Walsh relied not on high-energy Eagles hits such as “Life in the Fast Lane” or even his pre-Eagles signature number “Rocky Mountain Way.” Instead, he offered more introspective material in keeping with the generally melancholy mood that prevailed Tuesday.

At the end, however, he exchanged the acoustic guitar he’d been playing for an electric Fender Stratocaster to reel off some bluesy licks behind Taylor during his reading of the jokey “Steamroller Blues,” which Taylor described as “a song that takes longer to play than it did to write.”

Before the evening’s stars came onstage, the crowd took in a performance by about 40 sixth graders from Dorris Place Elementary School near Cypress Park, beneficiaries of the hall’s Words & Music educational outreach program, for which Tuesday’s event and another benefit earlier this year in Nashville have generated $900,000, according to a museum spokeswoman.

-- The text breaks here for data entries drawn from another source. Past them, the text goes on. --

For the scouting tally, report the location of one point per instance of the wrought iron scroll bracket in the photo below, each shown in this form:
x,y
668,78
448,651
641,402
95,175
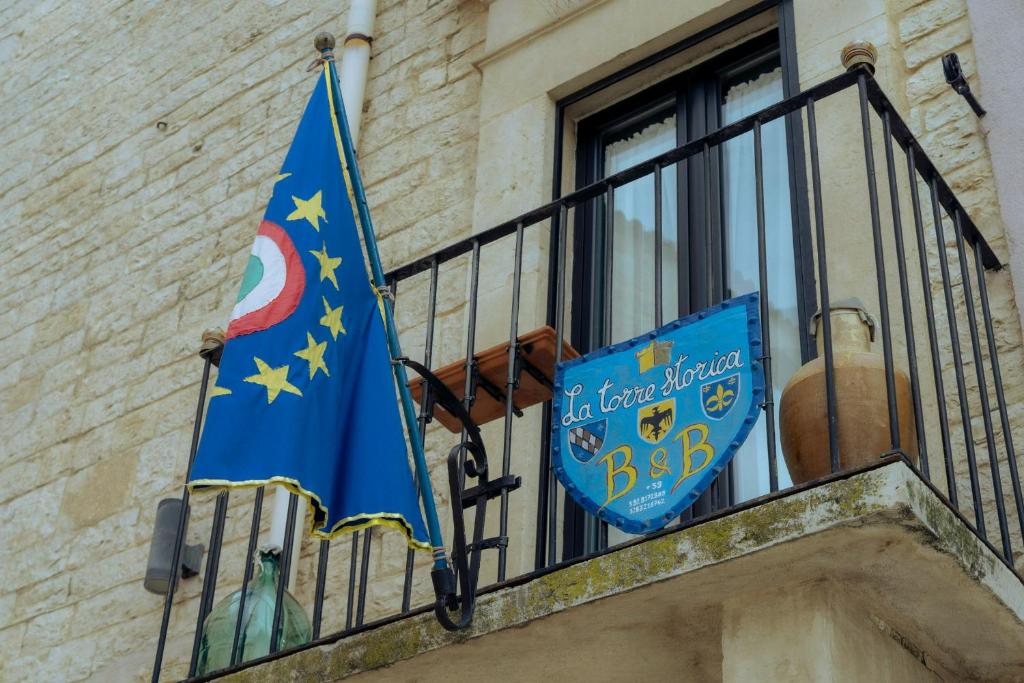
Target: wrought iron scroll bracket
x,y
456,592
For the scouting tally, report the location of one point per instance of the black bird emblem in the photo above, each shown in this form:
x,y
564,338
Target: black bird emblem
x,y
655,423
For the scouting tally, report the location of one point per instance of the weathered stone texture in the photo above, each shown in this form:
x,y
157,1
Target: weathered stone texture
x,y
139,145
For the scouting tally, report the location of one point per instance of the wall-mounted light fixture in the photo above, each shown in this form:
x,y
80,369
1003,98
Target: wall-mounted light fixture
x,y
160,569
954,77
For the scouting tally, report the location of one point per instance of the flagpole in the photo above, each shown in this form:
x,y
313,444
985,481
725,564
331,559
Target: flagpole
x,y
325,43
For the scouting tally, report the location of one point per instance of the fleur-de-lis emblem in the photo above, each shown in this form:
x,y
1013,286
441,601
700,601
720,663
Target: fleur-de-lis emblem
x,y
721,398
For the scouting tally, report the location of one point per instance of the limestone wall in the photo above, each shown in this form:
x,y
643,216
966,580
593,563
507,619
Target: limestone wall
x,y
140,141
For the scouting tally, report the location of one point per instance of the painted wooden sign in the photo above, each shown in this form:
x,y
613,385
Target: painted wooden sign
x,y
643,427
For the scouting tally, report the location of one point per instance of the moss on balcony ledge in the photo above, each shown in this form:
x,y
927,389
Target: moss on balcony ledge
x,y
866,531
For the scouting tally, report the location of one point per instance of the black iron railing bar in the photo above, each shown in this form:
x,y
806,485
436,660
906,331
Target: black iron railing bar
x,y
469,387
286,569
247,573
979,367
947,294
323,557
182,521
424,418
769,398
360,601
904,291
880,264
609,261
350,598
832,403
658,246
993,355
933,342
511,381
902,134
548,482
210,575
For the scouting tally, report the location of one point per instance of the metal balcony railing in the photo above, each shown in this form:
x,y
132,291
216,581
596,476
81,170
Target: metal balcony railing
x,y
928,269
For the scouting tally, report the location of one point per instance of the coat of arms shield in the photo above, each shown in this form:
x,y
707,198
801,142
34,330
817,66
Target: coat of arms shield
x,y
642,428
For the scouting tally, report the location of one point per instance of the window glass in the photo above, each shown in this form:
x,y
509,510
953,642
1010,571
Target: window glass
x,y
739,218
633,245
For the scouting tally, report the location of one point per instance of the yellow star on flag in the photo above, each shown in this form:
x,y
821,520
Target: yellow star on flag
x,y
309,209
274,379
332,319
328,265
313,354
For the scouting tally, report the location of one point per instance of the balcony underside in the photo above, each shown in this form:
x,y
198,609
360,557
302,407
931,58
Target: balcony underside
x,y
879,548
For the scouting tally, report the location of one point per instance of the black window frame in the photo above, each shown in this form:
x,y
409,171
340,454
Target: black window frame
x,y
695,97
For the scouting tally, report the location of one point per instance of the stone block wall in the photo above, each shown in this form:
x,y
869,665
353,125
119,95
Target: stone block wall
x,y
140,141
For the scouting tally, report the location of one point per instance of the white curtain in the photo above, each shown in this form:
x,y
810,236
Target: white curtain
x,y
740,227
633,250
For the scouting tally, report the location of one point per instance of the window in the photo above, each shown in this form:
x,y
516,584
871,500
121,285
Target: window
x,y
709,241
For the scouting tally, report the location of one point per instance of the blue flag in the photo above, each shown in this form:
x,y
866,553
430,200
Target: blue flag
x,y
305,396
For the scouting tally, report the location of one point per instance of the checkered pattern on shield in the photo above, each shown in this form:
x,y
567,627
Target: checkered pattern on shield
x,y
586,439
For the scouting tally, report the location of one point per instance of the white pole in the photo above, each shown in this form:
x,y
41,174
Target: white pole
x,y
354,67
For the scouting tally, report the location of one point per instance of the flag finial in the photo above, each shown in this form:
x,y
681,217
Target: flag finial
x,y
324,41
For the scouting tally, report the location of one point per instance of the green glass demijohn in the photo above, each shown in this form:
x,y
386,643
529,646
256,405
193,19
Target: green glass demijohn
x,y
257,622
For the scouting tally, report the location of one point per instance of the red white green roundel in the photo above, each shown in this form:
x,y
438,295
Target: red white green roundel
x,y
272,285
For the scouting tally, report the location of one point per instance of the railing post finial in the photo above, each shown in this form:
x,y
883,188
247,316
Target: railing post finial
x,y
859,53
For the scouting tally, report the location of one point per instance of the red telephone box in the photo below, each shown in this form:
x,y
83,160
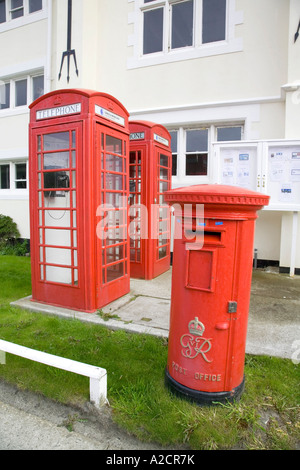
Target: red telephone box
x,y
211,283
78,159
150,174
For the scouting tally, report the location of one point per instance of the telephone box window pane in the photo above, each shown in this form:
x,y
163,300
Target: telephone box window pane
x,y
21,92
153,31
196,164
197,140
58,274
21,176
4,173
35,5
182,24
17,9
2,11
214,21
56,160
4,96
37,87
114,272
164,160
57,141
174,165
114,163
229,133
113,145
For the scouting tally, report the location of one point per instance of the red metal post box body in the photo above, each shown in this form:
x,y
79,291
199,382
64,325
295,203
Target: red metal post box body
x,y
211,284
150,172
78,160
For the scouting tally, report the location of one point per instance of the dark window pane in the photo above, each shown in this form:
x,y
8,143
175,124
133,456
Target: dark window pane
x,y
17,9
35,5
4,177
197,140
38,87
21,171
21,176
229,133
173,135
196,164
174,165
2,11
4,96
21,93
153,31
182,24
214,20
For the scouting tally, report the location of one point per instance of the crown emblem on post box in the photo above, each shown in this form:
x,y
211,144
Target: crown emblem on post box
x,y
196,327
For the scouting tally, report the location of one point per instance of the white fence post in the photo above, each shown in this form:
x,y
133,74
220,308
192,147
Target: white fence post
x,y
97,375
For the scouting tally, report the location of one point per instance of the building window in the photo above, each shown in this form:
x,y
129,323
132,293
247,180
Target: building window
x,y
2,11
213,21
21,92
229,133
13,175
166,31
16,9
4,96
13,9
4,176
153,31
173,135
37,87
196,152
35,5
172,25
20,176
191,149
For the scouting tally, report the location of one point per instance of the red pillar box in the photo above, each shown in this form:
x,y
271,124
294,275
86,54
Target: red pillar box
x,y
78,159
150,164
211,283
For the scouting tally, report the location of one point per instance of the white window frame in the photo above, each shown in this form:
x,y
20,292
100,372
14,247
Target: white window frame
x,y
26,18
12,178
12,81
181,178
167,55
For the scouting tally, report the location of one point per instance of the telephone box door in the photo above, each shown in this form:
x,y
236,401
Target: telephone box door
x,y
138,216
162,218
56,204
112,239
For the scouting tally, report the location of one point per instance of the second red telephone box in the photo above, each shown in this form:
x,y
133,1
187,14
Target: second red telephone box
x,y
150,163
78,161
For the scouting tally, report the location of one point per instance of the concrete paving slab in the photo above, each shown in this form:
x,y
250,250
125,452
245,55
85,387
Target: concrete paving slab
x,y
274,315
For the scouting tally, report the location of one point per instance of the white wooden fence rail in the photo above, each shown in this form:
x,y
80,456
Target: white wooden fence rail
x,y
97,375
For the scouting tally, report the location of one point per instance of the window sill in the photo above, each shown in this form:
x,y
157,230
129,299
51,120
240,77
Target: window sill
x,y
14,194
23,21
206,50
14,111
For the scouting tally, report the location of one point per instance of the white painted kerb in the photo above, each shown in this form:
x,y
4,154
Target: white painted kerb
x,y
97,375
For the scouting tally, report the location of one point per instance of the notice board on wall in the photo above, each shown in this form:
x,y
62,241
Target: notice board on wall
x,y
270,167
283,175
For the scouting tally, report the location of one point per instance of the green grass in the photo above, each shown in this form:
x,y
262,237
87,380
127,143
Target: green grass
x,y
267,416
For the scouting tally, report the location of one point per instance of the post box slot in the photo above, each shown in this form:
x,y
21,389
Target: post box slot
x,y
210,236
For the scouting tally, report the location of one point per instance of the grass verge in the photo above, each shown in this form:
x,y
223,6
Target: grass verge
x,y
267,416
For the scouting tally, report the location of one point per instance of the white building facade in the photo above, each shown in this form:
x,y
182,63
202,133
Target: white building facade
x,y
210,71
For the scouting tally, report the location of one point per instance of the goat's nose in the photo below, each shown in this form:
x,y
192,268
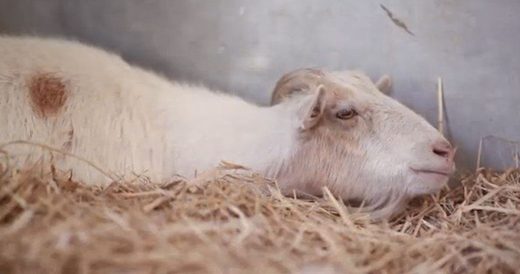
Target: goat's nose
x,y
443,149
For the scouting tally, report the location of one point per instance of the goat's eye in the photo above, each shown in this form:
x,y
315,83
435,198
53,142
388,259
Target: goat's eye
x,y
346,114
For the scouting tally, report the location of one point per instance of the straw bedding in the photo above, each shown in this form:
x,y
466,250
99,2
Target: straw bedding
x,y
233,221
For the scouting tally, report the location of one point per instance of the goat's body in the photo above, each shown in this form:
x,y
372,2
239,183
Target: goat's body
x,y
125,119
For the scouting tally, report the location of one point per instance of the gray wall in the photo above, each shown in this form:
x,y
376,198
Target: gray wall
x,y
244,46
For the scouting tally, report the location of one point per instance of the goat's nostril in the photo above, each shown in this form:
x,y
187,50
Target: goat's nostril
x,y
443,150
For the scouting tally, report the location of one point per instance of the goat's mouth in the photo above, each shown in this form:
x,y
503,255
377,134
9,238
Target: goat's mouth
x,y
434,172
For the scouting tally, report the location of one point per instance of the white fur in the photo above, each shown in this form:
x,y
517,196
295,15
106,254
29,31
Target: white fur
x,y
128,121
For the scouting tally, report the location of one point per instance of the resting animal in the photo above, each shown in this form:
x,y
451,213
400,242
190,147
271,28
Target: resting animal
x,y
339,130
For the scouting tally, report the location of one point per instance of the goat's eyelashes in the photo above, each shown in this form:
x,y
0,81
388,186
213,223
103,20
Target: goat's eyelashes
x,y
346,114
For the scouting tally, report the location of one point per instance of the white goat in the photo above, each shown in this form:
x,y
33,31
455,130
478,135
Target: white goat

They spent time recently working with Nashville songwriting pros Liz Rose and Phil Barton to explore their own creative potential, culminating in their collective performance of a song, “Far and Wide,” that they composed under the pair’s tutelage.

Happily strumming along on ukuleles provided them for the event, the students sang that “Life is a wild, wild ride” and “Hey, it’s good to be alive.”